Blue Balls, Madame Tinkertoy, and a Sprig of Holly


A house down the road from us has deep blue lights festooning its shrubberies, hanging from the eaves, and framing the windows. Their tree is white and covered with blue lights. It’s a beautiful blue and the contrast is lovely but it’s not Christmas-y. Blue is not a Christmas color. Blue lights are what mortuaries put on the tasteless white tree in the lobby: white tree, blue balls*, blue lights. Blue “Christmas” decorations bring me down. They make my heart heavy. Whenever I drive past this house, I don’t want to look but I can’t help it; it’s like a train wreck with a blue bow, pretending to be merry. It’s like a coffin with a sprig of holly.

I’m a child of the seventies, and “House of Blue Lights” has a rather different connotation for me. Hint: not Christmas. When I was in college, we were forbidden to put blue lights in our windows. It was considered advertising. And if you’re going to advertise, you’d better have the merchandise handy when customers respond. Of course, some did; those homeschooled churchy sheltered girls down the hall, who’d never been allowed to go out anywhere on their own or with friends in their lives before, went hog-wild with the freedom they had never been taught to handle, got knocked up, and had to drop out before the first semester was over. They didn’t even HAVE to advertise; the pheromones were so thick it made our homemade candles flicker funny. These girls were not typical, of course; they were just wild animals who suddenly had no harness. So to speak.

Ahem. Blue Christmas.

When I see all that blue, no amount of twinkle can make it seem holiday-like. It’s just. . . sad. Blue is a sad color when it’s not the sky or the sea or a robin’s egg.

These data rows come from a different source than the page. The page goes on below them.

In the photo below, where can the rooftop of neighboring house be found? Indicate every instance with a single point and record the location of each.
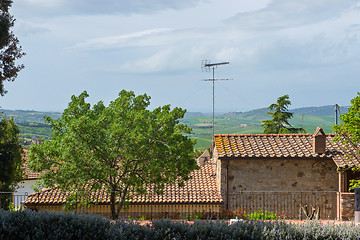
(200, 188)
(231, 146)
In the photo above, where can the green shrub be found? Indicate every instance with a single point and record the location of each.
(51, 225)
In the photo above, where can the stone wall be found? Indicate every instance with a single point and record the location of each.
(279, 175)
(347, 206)
(282, 175)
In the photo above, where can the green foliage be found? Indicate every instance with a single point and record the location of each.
(50, 225)
(280, 118)
(119, 148)
(9, 47)
(10, 159)
(348, 133)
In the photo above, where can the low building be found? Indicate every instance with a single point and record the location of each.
(199, 195)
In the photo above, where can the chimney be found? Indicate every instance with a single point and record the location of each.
(319, 141)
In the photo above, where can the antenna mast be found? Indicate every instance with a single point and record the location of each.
(207, 66)
(337, 109)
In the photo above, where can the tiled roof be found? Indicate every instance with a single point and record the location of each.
(201, 188)
(281, 146)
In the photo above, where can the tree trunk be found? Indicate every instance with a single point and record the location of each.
(112, 204)
(115, 208)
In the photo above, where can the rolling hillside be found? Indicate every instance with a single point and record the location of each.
(31, 123)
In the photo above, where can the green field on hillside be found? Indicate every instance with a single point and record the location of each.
(31, 123)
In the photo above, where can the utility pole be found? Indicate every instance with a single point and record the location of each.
(337, 110)
(207, 66)
(302, 120)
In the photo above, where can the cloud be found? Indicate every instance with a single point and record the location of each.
(140, 39)
(96, 7)
(284, 14)
(26, 28)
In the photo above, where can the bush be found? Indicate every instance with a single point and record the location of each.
(51, 225)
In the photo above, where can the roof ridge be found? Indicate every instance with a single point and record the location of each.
(270, 134)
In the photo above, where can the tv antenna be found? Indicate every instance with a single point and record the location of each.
(207, 67)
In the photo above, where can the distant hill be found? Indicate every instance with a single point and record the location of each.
(30, 116)
(31, 123)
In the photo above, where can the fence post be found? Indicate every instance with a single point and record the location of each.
(357, 205)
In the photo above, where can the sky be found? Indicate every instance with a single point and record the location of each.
(305, 48)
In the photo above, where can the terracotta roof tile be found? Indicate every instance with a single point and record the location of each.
(281, 146)
(201, 188)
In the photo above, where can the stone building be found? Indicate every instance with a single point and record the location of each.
(264, 168)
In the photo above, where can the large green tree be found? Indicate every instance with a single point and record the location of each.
(280, 118)
(10, 50)
(121, 147)
(348, 132)
(10, 160)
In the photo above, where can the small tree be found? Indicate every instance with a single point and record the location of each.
(10, 50)
(10, 160)
(280, 118)
(348, 132)
(120, 148)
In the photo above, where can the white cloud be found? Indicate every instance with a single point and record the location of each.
(94, 7)
(284, 13)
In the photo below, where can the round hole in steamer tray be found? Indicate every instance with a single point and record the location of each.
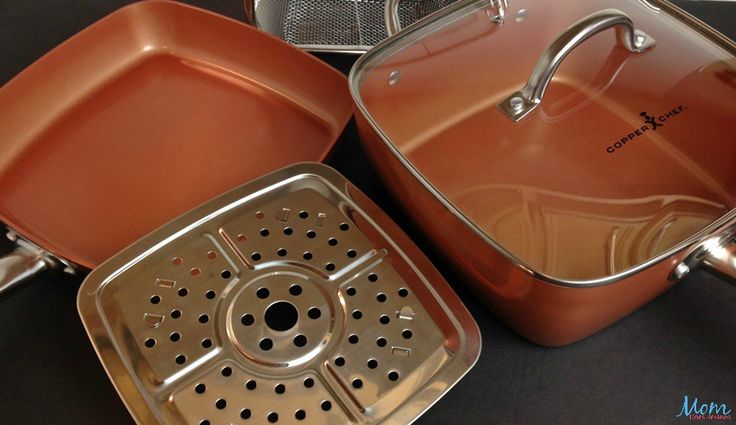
(314, 313)
(281, 316)
(247, 319)
(266, 344)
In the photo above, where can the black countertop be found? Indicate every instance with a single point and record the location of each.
(634, 372)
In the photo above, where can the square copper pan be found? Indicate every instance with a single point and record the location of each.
(149, 112)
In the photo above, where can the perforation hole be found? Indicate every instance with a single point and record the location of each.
(266, 344)
(300, 340)
(314, 313)
(247, 319)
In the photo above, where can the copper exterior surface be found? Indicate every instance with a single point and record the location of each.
(553, 216)
(291, 299)
(149, 112)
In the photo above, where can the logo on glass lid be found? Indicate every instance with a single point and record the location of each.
(651, 123)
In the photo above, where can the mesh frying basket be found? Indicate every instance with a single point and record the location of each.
(292, 299)
(348, 26)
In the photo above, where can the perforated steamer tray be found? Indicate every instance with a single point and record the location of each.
(292, 299)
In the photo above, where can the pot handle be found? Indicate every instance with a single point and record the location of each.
(20, 266)
(522, 102)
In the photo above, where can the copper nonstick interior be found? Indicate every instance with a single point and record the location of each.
(147, 113)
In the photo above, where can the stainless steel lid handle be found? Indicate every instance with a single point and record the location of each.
(522, 102)
(391, 12)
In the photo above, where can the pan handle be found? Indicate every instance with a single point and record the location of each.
(522, 102)
(26, 261)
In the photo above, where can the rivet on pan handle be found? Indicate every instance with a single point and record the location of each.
(522, 102)
(26, 261)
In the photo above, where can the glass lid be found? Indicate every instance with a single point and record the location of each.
(583, 140)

This is all merely my opinion, of course; if you wish to deck your halls with pink and turquoise plaid, or with John Deere tractors, or with taxidermied critter tails, by all means go for it.

I’m a bit of a traditionalist when it comes to Christmas; I did create my own tradition with my tree, but I’ve stuck to it because for me, it was perfect. People with blue balls are of course free to create their own traditions, too.

I never wanted a tree that was nothing but an impersonal work of art; a Christmas tree should not appear untouched by human hands and have nothing to do with the people who put it up. A Christmas tree should be a reflection of the traditions and taste of the people involved. But blue? Sad. Gloomy. Mourning. Death. I’ll have a blue Christmas without you. I’m blue, da ba dee da ba die. Am I blue? Song sung blue. Blue eyes crying in the rain. So now they paint themselves a sad song and color it blue. Please don’t make me blue, sing me no sad songs. Sing me a song of sadness and sing it as blue as I feel. You’re cloaked in red, I’m drenched in blue. You couldn’t be a deeper shade of blue. That’s as blue as the boy can be. Blue, blue, my love is blue. Don’t it make my brown eyes blue. Etc. Blue is sad. Christmas is happy.

Or should be. I hope yours is. If I had a magic wand I would make it so for all of you. Whatever you do in December, may it shine with happy lights.

*Blue balls are not Christmas-y either. Why, what did you expect to find here?